Description (last modified by Olly Betts)

As discussed on xapian-discuss in this thread:

http://thread.gmane.org/gmane.comp.search.xapian.general/8777/focus=8840

Olly: It would be fairly easy to add a $prettyurl command, if we can decide exactly what it should do. For example, if you decode ?, #, and %, then affected URLs can't be cut and pasted and actually work, while if you decode byte values >= 0x80, then the encoding of filenames becomes an issue.

Charles: A design guideline could be "maximise human readability without causing any breakage" leading to prettifying all but ?, #, % and all >= 0x80 ... ?

Change History (20)

comment:1 by Olly Betts, 13 years ago

Milestone: 1.3.0

Marking for 1.3.0 (then it'll probably get backported).

comment:2 by Olly Betts, 12 years ago

As I alluded to in the text you quote, decoding bytes >= 0x80 is problematic as we don't know for sure what the filename encoding is, and inserting random top-bit-set byte sequences into an HTML page labelled at UTF-8 isn't a great plan.
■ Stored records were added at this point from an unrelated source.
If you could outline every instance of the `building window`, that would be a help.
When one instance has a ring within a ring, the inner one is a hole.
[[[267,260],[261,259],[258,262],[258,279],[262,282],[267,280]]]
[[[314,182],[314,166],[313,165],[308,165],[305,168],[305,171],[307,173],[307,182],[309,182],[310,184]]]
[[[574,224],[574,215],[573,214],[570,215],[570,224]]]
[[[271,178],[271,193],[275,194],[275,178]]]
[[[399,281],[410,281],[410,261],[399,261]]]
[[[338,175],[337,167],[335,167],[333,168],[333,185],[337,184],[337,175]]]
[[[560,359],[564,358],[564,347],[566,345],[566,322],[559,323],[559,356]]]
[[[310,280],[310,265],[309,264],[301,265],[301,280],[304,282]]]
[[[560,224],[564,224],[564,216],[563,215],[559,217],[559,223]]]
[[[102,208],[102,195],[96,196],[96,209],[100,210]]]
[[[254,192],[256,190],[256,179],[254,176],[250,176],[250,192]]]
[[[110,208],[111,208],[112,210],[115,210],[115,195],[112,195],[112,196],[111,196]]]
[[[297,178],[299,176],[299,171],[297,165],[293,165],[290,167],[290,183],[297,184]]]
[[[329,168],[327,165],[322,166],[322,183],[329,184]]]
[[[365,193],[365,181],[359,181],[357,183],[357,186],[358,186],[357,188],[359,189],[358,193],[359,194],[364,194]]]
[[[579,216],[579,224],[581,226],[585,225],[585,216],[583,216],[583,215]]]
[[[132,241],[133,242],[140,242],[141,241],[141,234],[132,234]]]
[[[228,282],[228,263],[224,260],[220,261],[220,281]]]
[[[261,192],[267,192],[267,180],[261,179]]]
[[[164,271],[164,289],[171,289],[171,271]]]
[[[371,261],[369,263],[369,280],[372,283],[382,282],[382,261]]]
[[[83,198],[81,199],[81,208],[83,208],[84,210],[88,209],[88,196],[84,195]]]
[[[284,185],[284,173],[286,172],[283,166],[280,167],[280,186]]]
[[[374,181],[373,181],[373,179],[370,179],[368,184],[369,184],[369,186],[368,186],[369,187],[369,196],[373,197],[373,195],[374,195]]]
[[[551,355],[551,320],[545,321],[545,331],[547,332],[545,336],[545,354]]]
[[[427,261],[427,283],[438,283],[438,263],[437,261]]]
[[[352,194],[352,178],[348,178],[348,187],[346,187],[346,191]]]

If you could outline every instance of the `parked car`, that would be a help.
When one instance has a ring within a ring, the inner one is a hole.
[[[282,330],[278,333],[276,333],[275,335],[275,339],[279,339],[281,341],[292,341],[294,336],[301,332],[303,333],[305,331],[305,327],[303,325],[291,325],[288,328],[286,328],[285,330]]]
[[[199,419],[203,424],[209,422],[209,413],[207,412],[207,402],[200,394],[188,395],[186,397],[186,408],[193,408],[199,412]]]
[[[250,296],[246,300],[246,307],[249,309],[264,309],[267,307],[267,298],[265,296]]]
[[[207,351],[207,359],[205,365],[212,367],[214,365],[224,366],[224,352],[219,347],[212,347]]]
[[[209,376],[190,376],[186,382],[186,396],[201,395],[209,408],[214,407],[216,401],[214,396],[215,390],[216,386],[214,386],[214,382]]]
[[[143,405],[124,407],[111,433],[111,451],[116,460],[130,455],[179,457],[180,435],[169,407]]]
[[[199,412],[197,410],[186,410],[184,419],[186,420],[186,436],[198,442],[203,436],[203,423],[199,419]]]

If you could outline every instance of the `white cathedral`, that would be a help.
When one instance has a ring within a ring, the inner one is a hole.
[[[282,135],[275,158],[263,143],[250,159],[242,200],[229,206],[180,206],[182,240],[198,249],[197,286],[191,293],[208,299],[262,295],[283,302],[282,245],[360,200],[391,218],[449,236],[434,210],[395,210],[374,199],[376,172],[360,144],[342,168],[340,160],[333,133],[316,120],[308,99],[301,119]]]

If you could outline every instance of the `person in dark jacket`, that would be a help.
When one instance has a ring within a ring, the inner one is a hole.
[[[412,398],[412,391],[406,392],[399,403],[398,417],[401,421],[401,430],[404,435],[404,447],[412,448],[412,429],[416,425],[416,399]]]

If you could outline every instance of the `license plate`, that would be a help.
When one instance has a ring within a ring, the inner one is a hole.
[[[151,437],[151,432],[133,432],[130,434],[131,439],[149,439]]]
Modern Linux distros seem to have converged on UTF-8, at least by default, but you can use other encodings, and other platforms may be different. Also, if you copy a file from a system with a different encoding, it may not match what is used locally, so checking LC_ALL, etc doesn't really help.

I guess we could see if any sequences of characters >= 0x80 are valid UTF-8 and decode them if so. Generating broken UTF-8 output is really bad - risking generating the wrong characters isn't so bad when the alternative is showing unreadable hex codes.

So I think an initial version which just deals with bytes < 0x80 would be worthwhile as it would at least address the ugly escaping to some extent (and fully for English filenames).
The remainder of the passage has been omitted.